Marie Lochrie with mum Michelle
Marie Lochrie with mum Michelle
  • Marie Lochrie had serious infection in her brain that eventually required emergency surgery
  • Marie has Moyamoya, a condition so rare it affects just one in two million people

The family of a brave woman battling a rare brain disease has hit out at the treatment she received from an out-of-hours-GP service.

Marie Lochrie was sent home from Forth Valley Royal Hospital despite having a serious infection in her brain that eventually required emergency surgery and could have cost her life.

You don’t need to be a doctor to know Marie needed urgent medical attention

Michelle Mochrie

Marie has Moyamoya, a condition blocking the flow of blood and oxygen to the brain, causing mini-strokes and haemorrhaging.

The disease is so rare it affects just one in two million people and as a result the 24-year-old has had several surgeries on her brain, the last in April.

On Saturday, June 27 her family became concerned about her condition.

Mum Michelle (45) said: “Marie’s head was very swollen and the skin was coming apart at her head. We had concerns over the way the wound was healing and had been to the GP four times. The swelling got a lot worse and as it was the weekend we took her to the out of hours GP at Larbert.”

After Marie, who also has Downs Syndrome, is registered blind and has left side paralysis, was seen by a doctor but discharged after being told there was nothing they could do.

Michelle continued: “I couldn’t believe they weren’t even going to scan her, but I was told the hospital works on a limited service at the weekend. You don’t need to be a doctor to know Marie needed urgent medical attention,”

The following day, Marie attended her GP who sent her by ambulance straight to Edinburgh Royal Infirmary where she had emergency surgery on her brain.

She had developed an infection and had to have part of her skull removed, fluid drained from her brain and a blood transfusion.
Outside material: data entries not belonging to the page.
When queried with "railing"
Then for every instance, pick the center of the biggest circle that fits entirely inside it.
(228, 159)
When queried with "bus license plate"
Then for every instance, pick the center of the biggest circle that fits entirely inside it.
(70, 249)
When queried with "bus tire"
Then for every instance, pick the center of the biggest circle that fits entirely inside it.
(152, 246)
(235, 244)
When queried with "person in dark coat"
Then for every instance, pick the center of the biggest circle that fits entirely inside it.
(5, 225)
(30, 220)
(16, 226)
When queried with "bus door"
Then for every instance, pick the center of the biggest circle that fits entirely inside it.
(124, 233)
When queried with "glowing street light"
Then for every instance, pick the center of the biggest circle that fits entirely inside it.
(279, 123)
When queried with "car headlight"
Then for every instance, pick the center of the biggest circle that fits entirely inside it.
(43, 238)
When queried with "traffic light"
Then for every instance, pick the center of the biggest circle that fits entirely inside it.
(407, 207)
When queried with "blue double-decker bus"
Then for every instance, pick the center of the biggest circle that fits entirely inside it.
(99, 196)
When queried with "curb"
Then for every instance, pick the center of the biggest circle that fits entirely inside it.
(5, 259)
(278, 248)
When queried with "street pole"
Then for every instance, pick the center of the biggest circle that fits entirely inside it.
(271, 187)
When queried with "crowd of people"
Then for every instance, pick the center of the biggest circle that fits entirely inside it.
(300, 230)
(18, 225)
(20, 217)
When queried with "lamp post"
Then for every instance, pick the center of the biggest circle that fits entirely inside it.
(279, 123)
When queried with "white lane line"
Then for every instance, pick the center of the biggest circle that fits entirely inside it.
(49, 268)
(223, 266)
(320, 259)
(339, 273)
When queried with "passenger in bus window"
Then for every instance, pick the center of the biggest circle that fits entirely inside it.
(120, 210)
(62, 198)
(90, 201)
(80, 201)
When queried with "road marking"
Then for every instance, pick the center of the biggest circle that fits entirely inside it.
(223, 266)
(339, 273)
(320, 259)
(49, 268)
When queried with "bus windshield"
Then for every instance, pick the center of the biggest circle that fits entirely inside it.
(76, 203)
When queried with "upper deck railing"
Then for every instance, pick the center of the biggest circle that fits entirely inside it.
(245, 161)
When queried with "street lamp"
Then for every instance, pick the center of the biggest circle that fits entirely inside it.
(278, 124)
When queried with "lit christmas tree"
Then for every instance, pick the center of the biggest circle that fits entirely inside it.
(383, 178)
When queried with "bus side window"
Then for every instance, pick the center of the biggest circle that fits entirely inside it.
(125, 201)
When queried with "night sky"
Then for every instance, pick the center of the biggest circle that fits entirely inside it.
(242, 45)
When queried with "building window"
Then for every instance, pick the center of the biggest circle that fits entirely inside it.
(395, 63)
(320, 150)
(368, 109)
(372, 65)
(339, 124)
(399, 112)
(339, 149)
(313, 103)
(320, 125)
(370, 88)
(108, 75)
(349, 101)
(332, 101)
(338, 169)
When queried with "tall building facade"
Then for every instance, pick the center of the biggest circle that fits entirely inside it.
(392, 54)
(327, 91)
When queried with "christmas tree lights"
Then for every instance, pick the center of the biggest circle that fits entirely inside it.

She is still in intensive care on intravenous antibiotics and doctors have warned it could be up to six months before she is discharged.

Michelle said: “The doctors at Edinburgh said they couldn’t believe she was sent home in that state and it’s lucky we looked for another opinion. I’m just so angry at the treatment we received and now I’d think twice about going to that hospital for anything.”

A spokesperson for NHS Forth Valley said: “We are very sorry to hear about the concerns raised by this family. We have been in contact with them and a full investigation is under way to establish the circumstances.”